Carriers that offer less-than-truckload (LTL) shipping have been among the hardest hit by the most recent economic downturn, with thousands of small companies filing for bankruptcy in the past few years.
But many LTL carriers that have survived so far are betting that a new pricing strategy could save the industry.
Until recently, most LTL shipper charged simply by the weight of the package and how far it was being shipped. The problem is that the standard 53-foot trailer will usually “cube out” — meaning all its available room will be taken up by packages — before it “weighs out”, or reaches its maximum weight requirement, which usually is 80,000 pounds.
Three-Dimensional Scanners
But new technological breakthroughs has resulted in dimensional pricing, which uses three-dimensional scanners to measure the size and shape of a package, which is then used to calculate how much the shipper should charge based on how much space the package will take up in the vehicle.

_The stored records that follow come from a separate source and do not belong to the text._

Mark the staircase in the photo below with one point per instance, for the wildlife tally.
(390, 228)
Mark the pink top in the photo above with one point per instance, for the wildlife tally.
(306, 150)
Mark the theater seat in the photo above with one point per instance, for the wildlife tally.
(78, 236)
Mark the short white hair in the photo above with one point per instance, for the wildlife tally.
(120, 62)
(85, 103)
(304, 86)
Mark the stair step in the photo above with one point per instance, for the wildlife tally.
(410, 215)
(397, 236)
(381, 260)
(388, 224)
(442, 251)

That allows shippers to charge more and still be able to maximize the space in cargo holds.
“Dim” machines already are being tested by some of the world’s biggest carriers, including FedEx Freight, YRC Worldwide, Old Dominion and Saia. And smaller carriers are following suit.

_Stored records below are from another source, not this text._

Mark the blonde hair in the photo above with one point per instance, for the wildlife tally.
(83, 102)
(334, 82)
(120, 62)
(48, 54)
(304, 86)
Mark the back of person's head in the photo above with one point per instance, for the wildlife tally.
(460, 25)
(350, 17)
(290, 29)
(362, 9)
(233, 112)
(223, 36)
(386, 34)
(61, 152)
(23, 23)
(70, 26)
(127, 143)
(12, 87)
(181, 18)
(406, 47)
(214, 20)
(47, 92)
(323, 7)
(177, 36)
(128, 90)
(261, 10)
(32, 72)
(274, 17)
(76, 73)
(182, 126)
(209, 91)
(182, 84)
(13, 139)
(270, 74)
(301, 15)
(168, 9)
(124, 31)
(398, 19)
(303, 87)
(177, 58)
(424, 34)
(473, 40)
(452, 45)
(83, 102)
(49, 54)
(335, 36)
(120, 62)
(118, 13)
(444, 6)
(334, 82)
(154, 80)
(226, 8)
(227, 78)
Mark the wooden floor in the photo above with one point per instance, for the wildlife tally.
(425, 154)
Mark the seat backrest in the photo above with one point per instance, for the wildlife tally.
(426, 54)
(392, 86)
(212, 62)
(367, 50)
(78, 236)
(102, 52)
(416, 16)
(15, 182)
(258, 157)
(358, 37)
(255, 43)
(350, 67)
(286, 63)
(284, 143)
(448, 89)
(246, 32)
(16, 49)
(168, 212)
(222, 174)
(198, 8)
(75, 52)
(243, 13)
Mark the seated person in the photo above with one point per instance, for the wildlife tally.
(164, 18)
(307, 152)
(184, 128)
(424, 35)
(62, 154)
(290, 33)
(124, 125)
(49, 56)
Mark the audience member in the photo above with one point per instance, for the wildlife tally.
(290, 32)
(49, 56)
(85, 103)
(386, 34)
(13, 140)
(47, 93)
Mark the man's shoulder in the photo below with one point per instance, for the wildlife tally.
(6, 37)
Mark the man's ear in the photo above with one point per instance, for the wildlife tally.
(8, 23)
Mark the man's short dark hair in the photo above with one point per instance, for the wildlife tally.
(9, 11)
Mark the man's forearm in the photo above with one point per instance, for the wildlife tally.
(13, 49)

Bill Logue, CEO of FedEx, said dim pricing is essential if the LTL industry is to be saved.
“We need to simplify this process,” Logue told Logistics Managment. “It’s not going to happen overnight. Different customers will have different needs. It will be a long-term, dual type environment. It will take a long time.”
US Postal Service Goes Against the Flow
Both UPS and FedEx have said that they will implement dim pricing in their small package units starting next year. But the US Postal Service very publicly announced that they would not be using the pricing system. Industry observers have said the move came because the USPS was seeking to capture a larger share of shipping from online retailers.
Yet Logue said FedEx thinks it can transition to dim pricing without losing a large portion of its LTL customers.
“The LTL industry is complicated because it’s tied to class pricing system,” he said. “We use zone density based pricing that is very clear. A large portion of our business is small to medium customer that wears many different hats. Simplification is very important. They are used to it on parcel side.
“There is a large customer base that could move to simplified process as you build it,” Logue said. “Others could migrate to it. Whatever is right for that customer.”
FedEx Freight is already testing overhead dim machines in its regional centers to capture dimensions. For the time being, that information is simply being used to build the costing models the company will use when it shifts to dim pricing next year.
The tricky part will be convincing customers that dim pricing is actually a smarter way to go, Logue admits.
“If you can make the customer process more time effective and easier, customers will migrate to it,” he said. “There are challenges. But if you can give an expedited solution that works, they will migrate to it. That small- and medium-sized customer is looking to reduce time and improve value. If you put it out there, it will be well received.”